Even at this point there are multiple places we can imrove at. One big refactor would be to remove the hardcoding of root domain.

My actualy intend to make my ansible config public is to make it accessible by the world, and in that case the santoshk.dev does not makes much sense. This value should be dynamic and something which should be passed from the command line while playing the book

That way it will be easier for someone to use my roles. Let’s take that initiative:

Replace all the occurance of santoshk.dev to {{ fqdn }}. This can be simply done by running a project wide Find and Replace.

Task 3.1: Convert files to templates

If you replaced all the occurances of domain name with {{ fqdn }}, you’d have 2 .conf files, each in nginx and jenkins roles individually. These conf file in files sub-directory of roles are invalid now. This is because files can’t have variables. Every file in files subdir are specifically for the purpose of moving from controller to controlled node without any dynamicity.

Changes not staged for commit:
        modified:   roles/jenkins/files/jenkins.conf
        modified:   roles/jenkins/tasks/main.yml
        modified:   roles/nginx/files/nginx.conf

We have to move them from files subdir to templates subdir.

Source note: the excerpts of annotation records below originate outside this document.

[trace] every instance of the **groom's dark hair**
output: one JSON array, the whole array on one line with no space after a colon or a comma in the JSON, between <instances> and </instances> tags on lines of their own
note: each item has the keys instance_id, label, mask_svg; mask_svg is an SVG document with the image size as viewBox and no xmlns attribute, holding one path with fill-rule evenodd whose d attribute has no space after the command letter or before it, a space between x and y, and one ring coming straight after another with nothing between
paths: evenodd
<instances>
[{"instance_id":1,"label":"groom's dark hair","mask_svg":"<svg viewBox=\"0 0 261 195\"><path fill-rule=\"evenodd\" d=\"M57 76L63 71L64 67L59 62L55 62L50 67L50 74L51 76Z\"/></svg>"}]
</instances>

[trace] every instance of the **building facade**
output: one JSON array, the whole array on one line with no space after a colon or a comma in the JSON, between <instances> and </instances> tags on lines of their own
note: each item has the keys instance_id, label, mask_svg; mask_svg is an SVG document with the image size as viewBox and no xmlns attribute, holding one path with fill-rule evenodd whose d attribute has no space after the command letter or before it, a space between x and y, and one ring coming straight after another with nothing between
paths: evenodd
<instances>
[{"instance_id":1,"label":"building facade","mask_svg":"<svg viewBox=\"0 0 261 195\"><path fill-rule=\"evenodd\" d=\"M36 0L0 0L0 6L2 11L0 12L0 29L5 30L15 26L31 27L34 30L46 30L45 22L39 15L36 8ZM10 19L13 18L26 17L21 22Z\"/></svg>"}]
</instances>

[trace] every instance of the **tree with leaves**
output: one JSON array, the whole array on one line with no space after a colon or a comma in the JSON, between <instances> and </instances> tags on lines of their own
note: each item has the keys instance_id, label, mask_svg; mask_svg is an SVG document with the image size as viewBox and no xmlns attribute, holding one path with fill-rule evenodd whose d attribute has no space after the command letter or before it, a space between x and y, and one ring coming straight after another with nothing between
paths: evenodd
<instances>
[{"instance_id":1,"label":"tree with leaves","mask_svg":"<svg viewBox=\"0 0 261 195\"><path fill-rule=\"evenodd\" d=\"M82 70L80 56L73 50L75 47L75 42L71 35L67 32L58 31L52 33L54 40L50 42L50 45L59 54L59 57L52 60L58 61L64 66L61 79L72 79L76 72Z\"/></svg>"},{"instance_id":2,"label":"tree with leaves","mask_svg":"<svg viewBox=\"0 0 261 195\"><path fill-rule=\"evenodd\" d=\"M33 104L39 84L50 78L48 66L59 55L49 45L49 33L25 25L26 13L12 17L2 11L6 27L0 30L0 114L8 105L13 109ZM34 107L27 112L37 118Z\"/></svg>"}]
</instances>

Also, let them have a .j2 extension which indicates a Jinja2 template file.

Changes to be committed:
        renamed:    roles/jenkins/files/jenkins.conf -> roles/jenkins/templates/jenkins.conf.j2
        renamed:    roles/nginx/files/nginx.conf -> roles/nginx/templates/nginx.conf.j2

You’d also want to change copy module in both the roles to template module.

1
2


-  copy: src=jenkins.conf dest=/etc/nginx/conf.d/ci.santoshk.dev.conf
+  template: src=jenkins.conf.j2 dest=/etc/nginx/conf.d/ci.{{ fqdn }}.conf

Don’t forget the .j2.

1
2


-  copy: src=nginx.conf dest=/etc/nginx/nginx.conf mode=preserve
+  template: src=nginx.conf.j2 dest=/etc/nginx/nginx.conf mode=preserve

Before I commit above changes, I need to store a default value for fqdn somewhere in the file.

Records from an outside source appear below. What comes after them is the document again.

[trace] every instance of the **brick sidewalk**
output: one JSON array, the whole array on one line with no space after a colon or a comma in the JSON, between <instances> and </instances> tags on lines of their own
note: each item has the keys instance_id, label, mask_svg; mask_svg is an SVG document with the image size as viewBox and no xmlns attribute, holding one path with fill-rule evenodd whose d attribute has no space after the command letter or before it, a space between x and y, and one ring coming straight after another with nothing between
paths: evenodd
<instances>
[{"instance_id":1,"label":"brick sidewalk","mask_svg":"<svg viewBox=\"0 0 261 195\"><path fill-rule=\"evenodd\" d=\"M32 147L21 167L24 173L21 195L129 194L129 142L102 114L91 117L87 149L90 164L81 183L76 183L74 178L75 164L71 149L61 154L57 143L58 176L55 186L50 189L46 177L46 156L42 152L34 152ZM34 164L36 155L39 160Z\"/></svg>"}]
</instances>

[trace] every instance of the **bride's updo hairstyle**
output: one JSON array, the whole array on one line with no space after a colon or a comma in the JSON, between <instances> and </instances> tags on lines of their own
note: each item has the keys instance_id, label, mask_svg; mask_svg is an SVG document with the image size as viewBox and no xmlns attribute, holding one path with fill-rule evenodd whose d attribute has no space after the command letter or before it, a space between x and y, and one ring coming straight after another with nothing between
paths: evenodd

Task 3.2: Set defualt value to variables

Next, you need to define this fqdn variable somewhere in our ansible config repo. Where this variables goes is a good question to ask. The documentation says there could be 16 places where the declaration can go.

Out of those 16, Let’s go through the most common ones to start with.

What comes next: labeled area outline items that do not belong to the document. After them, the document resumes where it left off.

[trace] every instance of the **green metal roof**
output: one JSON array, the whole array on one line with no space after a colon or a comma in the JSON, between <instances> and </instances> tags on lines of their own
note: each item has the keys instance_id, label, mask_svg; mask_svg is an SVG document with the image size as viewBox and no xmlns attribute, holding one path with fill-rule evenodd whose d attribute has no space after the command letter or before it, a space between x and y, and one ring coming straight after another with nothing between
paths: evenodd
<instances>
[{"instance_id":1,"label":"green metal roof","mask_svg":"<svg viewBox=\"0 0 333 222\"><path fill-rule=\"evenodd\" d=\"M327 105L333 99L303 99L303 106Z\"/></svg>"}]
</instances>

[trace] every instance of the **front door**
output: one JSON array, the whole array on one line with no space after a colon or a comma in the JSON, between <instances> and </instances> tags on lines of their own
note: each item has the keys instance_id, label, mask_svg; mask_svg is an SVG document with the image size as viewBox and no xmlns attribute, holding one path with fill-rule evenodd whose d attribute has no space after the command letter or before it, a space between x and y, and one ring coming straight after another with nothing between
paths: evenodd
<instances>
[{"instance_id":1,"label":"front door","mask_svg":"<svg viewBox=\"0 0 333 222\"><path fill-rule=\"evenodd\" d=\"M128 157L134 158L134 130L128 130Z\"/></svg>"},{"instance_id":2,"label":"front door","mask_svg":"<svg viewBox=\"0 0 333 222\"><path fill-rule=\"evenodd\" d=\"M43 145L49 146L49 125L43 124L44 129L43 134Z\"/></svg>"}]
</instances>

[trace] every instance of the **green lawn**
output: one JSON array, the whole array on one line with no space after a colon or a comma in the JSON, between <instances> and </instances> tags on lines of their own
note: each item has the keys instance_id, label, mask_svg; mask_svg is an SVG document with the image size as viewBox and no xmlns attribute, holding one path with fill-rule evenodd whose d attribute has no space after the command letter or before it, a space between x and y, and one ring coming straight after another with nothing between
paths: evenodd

Inside role’s default subdir.

This subdir is dedicated to static variables. Meaning that, if you have to construct a URL like _https://archive.apache.org/dist/tomcat/tomcat-version/_, then https://archive.apache.org/dist/tomcat/tomcat- part would go in default, as they are likely not to change.

Inside role’s vars subdir.

Continuing with above example, the version part would go in this subdir as they will keep increasing with time.

Inside host_vars.

This is for overriding any variable in default or vars which is specific to any machine.

Inside group_vars.

This overrides everything listed above. group_vars is by convention used to override a specific group of machines. This grouping varies organisation to organisation.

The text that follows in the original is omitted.